Kenyan Women Graduate as Health Promoters using Popular Education Methodology developed by EPES


The transformative educational model EPES Foundation developed in Chile over the course of 32 years has been replicated today in Africa by the Hope Foundation for African Women (HFAW), a new non-profit organization that dignifies the lives of the most marginalized women and their families of Kenya with tools of economic, personal and community empowerment.

September 9, 2014 (EPES).- The graduation on September 2, 2014 of thirty health and human rights monitors in Kenya marks the decisive transcontinental expansion of the popular education in health model forged by EPES in Chile over three decades ago.

The Hope Foundation for African Women (HFAW), the emerging non-profit that trained this initial group of African health promoters as part of its work in Kisii and Maasai communities, strives to bring economic and personal empowerment to women and their families as well as their communities.

From Kenya, HFAW executive secretary and co-founder Grace Mose, says that “the motivation we have seen in the men and women who were trained and their determination to transform their own lives as well as the lives of others, reaffirms for us that this is the road to follow.”
“Today I am a changed person. We can use the action plan even in our own homes,” noted Karen Nyaboke, one of the women who is part of this special graduation class.
The training course addressed human rights issues from a gender perspective, such as female genital mutilation (FGM), violence against women, HIV/AIDS, sexual and reproductive health.

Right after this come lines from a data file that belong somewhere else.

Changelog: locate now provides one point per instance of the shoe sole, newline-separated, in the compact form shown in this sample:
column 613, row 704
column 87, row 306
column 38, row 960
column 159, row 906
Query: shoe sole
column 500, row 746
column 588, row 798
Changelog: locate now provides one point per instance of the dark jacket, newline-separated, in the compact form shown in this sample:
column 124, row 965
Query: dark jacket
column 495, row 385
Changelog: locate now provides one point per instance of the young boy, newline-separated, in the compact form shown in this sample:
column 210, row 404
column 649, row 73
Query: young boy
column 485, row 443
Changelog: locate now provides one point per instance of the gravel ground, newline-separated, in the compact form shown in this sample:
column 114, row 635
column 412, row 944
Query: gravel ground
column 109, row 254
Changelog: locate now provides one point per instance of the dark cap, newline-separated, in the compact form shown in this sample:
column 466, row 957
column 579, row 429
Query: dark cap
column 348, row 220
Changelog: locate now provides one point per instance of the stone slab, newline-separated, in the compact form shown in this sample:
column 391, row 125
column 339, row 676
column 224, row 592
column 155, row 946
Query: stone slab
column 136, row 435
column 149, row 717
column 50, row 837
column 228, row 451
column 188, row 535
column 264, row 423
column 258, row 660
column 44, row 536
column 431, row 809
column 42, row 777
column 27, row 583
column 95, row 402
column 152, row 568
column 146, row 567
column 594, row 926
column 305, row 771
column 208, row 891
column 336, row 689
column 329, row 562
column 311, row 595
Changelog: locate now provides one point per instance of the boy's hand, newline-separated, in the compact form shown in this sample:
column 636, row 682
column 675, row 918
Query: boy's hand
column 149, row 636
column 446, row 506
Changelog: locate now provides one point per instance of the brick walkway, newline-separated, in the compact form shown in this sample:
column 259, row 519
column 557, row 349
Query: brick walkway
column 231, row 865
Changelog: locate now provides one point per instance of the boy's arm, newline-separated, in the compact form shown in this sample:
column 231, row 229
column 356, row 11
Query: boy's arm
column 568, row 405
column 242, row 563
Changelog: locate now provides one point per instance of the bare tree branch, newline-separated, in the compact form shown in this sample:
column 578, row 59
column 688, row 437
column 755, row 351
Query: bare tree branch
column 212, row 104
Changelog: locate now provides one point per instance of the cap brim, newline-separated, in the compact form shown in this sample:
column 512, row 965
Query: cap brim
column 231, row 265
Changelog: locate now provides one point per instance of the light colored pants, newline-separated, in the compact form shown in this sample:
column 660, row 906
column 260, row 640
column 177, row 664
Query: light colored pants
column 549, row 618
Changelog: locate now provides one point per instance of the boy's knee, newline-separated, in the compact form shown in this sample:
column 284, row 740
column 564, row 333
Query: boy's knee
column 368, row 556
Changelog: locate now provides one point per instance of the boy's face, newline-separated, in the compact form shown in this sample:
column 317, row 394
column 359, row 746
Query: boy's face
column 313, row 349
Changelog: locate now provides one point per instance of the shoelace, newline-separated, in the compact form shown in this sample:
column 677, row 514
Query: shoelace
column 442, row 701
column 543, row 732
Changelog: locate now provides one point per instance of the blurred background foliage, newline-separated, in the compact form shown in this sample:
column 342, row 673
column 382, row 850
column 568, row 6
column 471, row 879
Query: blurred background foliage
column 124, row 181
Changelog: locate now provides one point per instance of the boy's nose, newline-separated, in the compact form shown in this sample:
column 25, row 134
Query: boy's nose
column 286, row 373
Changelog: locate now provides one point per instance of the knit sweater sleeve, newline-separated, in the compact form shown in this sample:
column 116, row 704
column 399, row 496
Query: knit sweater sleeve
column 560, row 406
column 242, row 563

According to Grace Mose, through this initial training session, HFAW has formed four solid teams that will go on to train new health promtoers in other regions of the country. HFAW has set the goal to hold further training courses in January 2015, contingent on its achievements in coming months. After the graduation ceremony, community leaders and legislators agreed that the HFAW educational program must be extended throughout Kenya.

This successful educational program was designed and implemented in Africa after a group of Kenyan women, led by HFAW, participated in the EPES Foundation’s Fifth International Popular Education in Health Training Course in January 2014. Upon returning to their communities, the women resolved to reproduce the training program to empower other women in Kenyan villages.

Each year since 2010, EPES has convened international training courses to share its methodologies and strategies.

Some 89 people from 14 countries have participated in the annual courses, returning to their respective communities with newly acquired knowledge and skills.

EPES’ educational methodology incorporates the experiences of people and their communities, aiming to involve people in a collective learning and transformative process that enables them to gain and exercise fundamental rights.

The EPES International School’s achievement – crossing continents with its popular education in health methodology – has been made possible thanks to generous support from Global Mission of the Evangelical Lutheran Church in America (ELCA), and Melanie Nelson, founder and CEO of Learning Zone Express of Owatonna, Minnesota.